The monitoring pieces - Grafana, a Prometheus server, and a Prometheus
push gateway - run in a GKE container cluster, "k8sfv", in the
`calico-test` GCE project.

## How to recreate that setup, if you need to

-   Create a GKE container cluster with 2 nodes.  Follow the web UI
    instructions to get credentials so you can run `kubectl` on your own
    machine, targeting that cluster.

-   Run `kubectl apply -f monitoring.yaml` repeatedly, with intervening
    pauses, until it completely succeeds (where `monitoring.yaml` is in
    the same place as the source of this doc).

    (The main delay needed, after the first time, is for the Prometheus
    Operator to get going and register the 'Prometheus' and
    'ServiceMonitor' TPRs.)

-   Use `kubectl get po` to check that pods are all running.
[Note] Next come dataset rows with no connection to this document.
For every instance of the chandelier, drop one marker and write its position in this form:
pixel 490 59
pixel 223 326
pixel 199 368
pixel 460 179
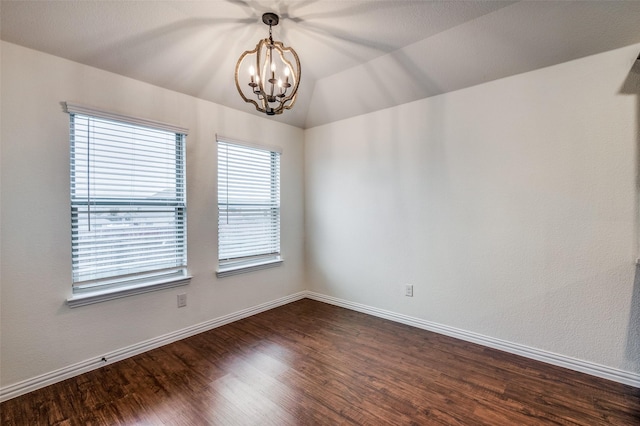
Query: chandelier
pixel 271 73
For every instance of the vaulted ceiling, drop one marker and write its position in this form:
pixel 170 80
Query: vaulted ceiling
pixel 357 56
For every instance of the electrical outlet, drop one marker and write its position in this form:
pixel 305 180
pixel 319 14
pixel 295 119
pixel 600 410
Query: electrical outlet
pixel 182 300
pixel 408 290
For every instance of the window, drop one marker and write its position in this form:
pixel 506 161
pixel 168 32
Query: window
pixel 248 207
pixel 128 207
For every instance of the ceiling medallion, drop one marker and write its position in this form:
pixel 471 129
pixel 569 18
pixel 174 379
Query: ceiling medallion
pixel 271 73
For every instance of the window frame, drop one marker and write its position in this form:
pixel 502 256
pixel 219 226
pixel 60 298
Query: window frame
pixel 97 290
pixel 237 265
-   Use `kubectl get endpoints` to find the IP addresses for Grafana,
    the Prometheus server ("prometheus-operated") and the Prometheus
    push gateway ("prom-gateway").

-   Login to the Grafana web UI and configure the data source to the
    Prometheus server, with:

        {
            "name": "my-prom",
            "type": "prometheus",
            "url": "http://<Prometheus server IP>:9090",
            "access": "proxy",
            "isDefault": true,
            "user": "admin",
            "password": "admin"
        }

-   If you want your k8sfv test runs (or the nightly CI runs) to push
    metrics and results to this new setup, configure them to run with
    the `PROMPG_URL` environment variable set to `http://<Prometheus
      push gateway IP>:9091`.

## Outstanding queries

We don't set up an external IP for the push gateway.  Not sure if this
is OK; it depends if it will be sustainable for the k8sfv CI job to
reference the push gateway's endpoint IP directly (which is currently
10.248.1.4).  If not, then I think the longer term options are (1) to
set up an external IP, and do whatever is needed to secure it
appropriately, or (2) run parts of the k8sfv test - at least the k8sfv
test process itself - within the GKE cluster instead of on a GCE
instance.

We give a name 'metrics' to the push gateway's 9091 port.  It's
certainly the case that the ServiceMonitor's 'port' field needs to be
a string and not a number, but possibly it would work equally well to
use 'targetPort: 9091' instead.  So not sure if that is needed.